Apple Tart with Salted Caramel
My January was packed and I am just now getting a chance to feel that urge to get organized and start the new year off on the right foot! I cleared out my entire email inbox yesterday. I’m going to repeat that! I CLEARED OUT MY ENTIRE INBOX! The last time that happened was two years ago. So now, my inbox is nearly empty (less than 15 emails sitting in there just waiting to be archived), but it seems as though I’ve got some photos to sort through (yikes)! In my sorting and organizing, there are a couple of dishes that were ignored and never made it into a post, so this is a Throwback Dish – as in I cooked it sometime in the last year…and am just now getting around to posting it!
Deb over at Smitten Kitchen posted this last fall while I was visiting my brother and his family in Portland, OR…it was too much to resist! (disclosure – cell phone pics – please excuse!)
Mosaic Apple Tart with Salted Caramel
Tart base
14-ounce package puff pastry, defrosted in fridge overnight
3 large or 4 medium apples (about 1 1/4 pounds)
2 tablespoons granulated sugar
2 tablespoons unsalted butter, cold, cut into small bits
Salted caramel glaze
1/4 cup granulated sugar
2 tablespoons unsalted butter (or salted, but then ease up on the sea salt)

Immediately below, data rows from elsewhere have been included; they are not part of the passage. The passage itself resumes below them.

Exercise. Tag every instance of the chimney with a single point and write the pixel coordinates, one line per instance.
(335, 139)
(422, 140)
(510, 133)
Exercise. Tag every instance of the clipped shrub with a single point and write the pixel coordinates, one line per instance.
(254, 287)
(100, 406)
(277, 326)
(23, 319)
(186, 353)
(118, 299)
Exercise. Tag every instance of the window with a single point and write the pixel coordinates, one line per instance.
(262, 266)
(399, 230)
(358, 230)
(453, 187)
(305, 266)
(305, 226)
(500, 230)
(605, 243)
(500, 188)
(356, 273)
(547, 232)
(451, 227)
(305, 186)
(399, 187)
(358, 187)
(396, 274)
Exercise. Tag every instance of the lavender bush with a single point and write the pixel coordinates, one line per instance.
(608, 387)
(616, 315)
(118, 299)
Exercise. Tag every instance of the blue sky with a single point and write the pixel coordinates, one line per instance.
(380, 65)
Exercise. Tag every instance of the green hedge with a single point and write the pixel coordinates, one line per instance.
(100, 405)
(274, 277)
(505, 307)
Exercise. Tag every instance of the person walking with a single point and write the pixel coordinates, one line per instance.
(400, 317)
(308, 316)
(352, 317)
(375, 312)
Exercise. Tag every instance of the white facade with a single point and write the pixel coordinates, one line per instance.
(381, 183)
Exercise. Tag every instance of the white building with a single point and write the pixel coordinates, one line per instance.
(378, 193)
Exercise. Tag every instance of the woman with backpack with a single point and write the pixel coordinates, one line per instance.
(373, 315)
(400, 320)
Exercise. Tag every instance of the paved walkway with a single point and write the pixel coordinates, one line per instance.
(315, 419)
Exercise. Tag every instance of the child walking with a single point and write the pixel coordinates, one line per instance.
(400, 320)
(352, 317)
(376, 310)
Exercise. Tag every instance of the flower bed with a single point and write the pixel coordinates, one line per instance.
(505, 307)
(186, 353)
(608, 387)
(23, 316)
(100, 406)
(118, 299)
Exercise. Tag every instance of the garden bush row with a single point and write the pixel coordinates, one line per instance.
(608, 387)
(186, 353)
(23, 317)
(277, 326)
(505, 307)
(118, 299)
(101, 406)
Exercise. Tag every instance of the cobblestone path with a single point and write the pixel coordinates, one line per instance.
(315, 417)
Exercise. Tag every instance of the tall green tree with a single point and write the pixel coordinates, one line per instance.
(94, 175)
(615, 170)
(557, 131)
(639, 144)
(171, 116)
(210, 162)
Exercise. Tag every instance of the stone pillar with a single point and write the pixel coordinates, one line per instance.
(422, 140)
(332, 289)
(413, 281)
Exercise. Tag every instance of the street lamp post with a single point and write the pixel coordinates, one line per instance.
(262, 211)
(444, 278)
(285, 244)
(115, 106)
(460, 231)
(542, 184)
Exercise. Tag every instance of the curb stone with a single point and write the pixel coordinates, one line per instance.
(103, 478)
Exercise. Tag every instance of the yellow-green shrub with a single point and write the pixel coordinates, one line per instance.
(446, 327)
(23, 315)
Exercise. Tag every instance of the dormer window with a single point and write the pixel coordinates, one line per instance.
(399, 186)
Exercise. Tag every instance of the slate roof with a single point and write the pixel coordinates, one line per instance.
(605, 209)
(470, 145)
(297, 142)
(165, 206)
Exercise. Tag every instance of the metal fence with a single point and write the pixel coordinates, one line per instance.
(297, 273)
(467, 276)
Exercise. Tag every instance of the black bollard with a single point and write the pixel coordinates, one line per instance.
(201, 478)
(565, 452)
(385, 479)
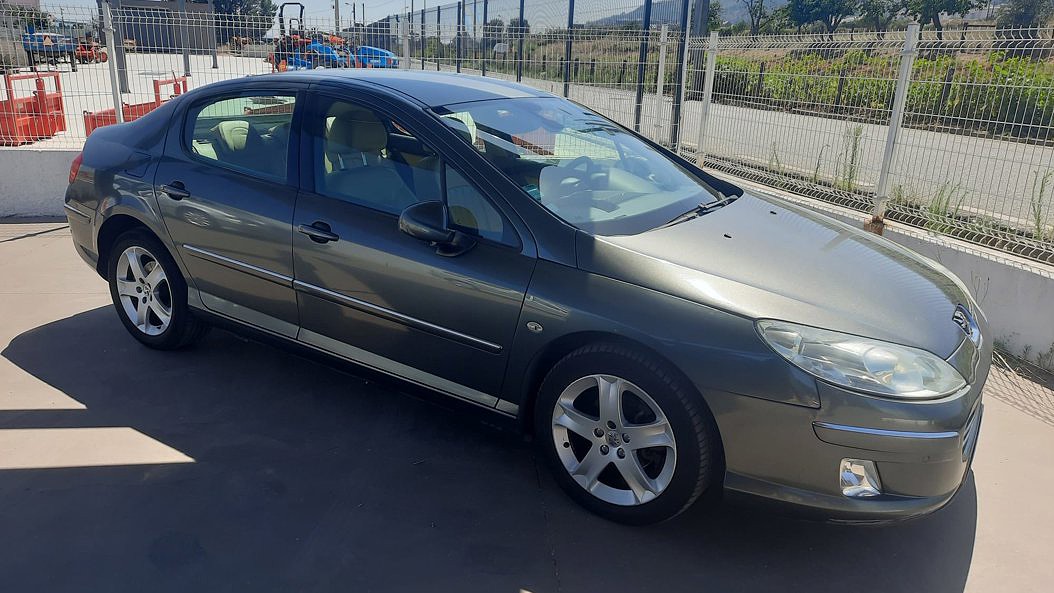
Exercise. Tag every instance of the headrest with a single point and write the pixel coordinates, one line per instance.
(358, 131)
(232, 133)
(554, 182)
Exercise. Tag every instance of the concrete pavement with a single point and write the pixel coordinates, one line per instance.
(239, 467)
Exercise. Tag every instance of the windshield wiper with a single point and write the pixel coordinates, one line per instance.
(700, 210)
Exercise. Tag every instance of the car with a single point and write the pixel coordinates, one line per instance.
(90, 52)
(661, 333)
(368, 56)
(50, 48)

1/4 teaspoon flaky sea salt (or half as much table salt)
2 tablespoons heavy cream
Heat the oven to 400°F. Line a half sheet pan with parchment paper and roll out your puff pastry dough to about the size of your sheet pan, use flour to prevent the pasty from sticking to your counter.
Peel your apples, core them and cut them in half. Slice the apple halves thinly…a mandoline makes quick work of this…or slice thinly with a knife. Now…the puzzle begins. Starting on the outer edge, lay the apples around the border slightly overlapping each other, spiraling inward until you reach the center. We didn’t fit every apple slice in after circling in, so we went around and tucked in the extra slices wherever the tart needed them. Sprinkle the apples with 2 tablespoons of butter and then dot with the butter.

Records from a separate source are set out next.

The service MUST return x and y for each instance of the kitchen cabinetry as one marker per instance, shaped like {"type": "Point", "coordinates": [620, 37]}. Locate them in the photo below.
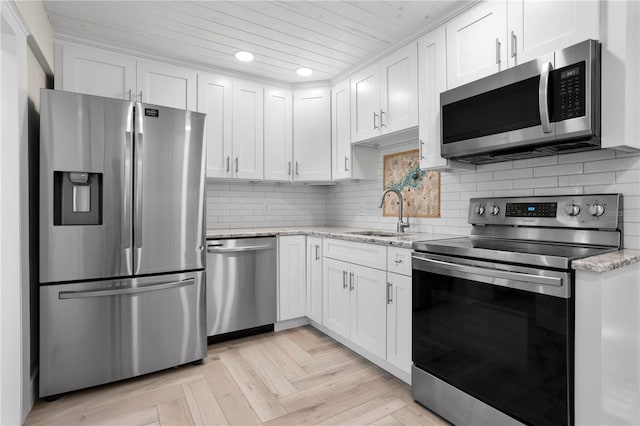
{"type": "Point", "coordinates": [103, 73]}
{"type": "Point", "coordinates": [432, 77]}
{"type": "Point", "coordinates": [565, 23]}
{"type": "Point", "coordinates": [476, 43]}
{"type": "Point", "coordinates": [215, 99]}
{"type": "Point", "coordinates": [278, 137]}
{"type": "Point", "coordinates": [312, 135]}
{"type": "Point", "coordinates": [384, 96]}
{"type": "Point", "coordinates": [314, 279]}
{"type": "Point", "coordinates": [292, 299]}
{"type": "Point", "coordinates": [349, 161]}
{"type": "Point", "coordinates": [248, 146]}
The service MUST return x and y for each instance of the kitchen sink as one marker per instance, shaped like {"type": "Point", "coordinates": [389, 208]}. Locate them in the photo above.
{"type": "Point", "coordinates": [378, 233]}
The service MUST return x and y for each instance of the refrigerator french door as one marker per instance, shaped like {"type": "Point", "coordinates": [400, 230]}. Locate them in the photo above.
{"type": "Point", "coordinates": [122, 249]}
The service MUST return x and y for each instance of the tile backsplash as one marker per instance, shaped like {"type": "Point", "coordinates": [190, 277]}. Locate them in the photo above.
{"type": "Point", "coordinates": [243, 205]}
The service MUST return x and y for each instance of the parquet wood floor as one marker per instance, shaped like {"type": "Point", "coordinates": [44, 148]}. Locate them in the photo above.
{"type": "Point", "coordinates": [293, 377]}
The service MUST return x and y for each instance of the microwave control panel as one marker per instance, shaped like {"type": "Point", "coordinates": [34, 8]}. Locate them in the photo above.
{"type": "Point", "coordinates": [568, 92]}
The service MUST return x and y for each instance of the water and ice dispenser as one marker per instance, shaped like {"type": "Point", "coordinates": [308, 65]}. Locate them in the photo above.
{"type": "Point", "coordinates": [77, 198]}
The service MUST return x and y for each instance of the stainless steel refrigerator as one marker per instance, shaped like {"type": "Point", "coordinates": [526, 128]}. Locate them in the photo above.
{"type": "Point", "coordinates": [122, 245]}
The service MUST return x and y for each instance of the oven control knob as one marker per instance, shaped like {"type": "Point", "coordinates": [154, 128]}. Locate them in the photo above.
{"type": "Point", "coordinates": [572, 209]}
{"type": "Point", "coordinates": [596, 209]}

Bake for 30 minutes, the edges of the tart should have started to brown a bit. The tart will look dry – don’t worry…you’re fixing this problem with the salted caramel!
About 10 minutes before the tart comes out of the oven, start the caramel. In a saucepan, melt 1/4 cup of sugar over medium high heat, continue cooking it until it is coppery in color.
Off the heat, add the sea salt and butter and stir until the butter melts and is incorporated. Add the heavy cream and return to the stove over medium heat. Cook, stirring constantly, until you have a lovely, bronzed caramel syrup, just another minute, two, tops. Set aside until needed. You may need to briefly rewarm it to thin the caramel before brushing it over the tart.
After the tart has baked, transfer it to a cooling rack, but leave the oven on. Using very short, gentle strokes, and brushing in the direction that the apples fan to mess up their design as little as possible, brush the entire tart, including the exposed pastry, with the salted caramel glaze.
Return the apple tart to the oven for 5 to 10 more minutes, until the caramel glaze bubbles. You should let the tart cool completely before serving…but I won’t tell! Serve it up plain or give it a scoop of ice cream or a dollop of whipped cream.
Very delicious right after it came out of the oven topped with the salted caramel sauce…but equally good the next day, and the day after as well. I may have had a slice whenever I walked through the kitchen. It also tasted even sweeter since I had some little hands helping me lay out all the apples thanks to my niece!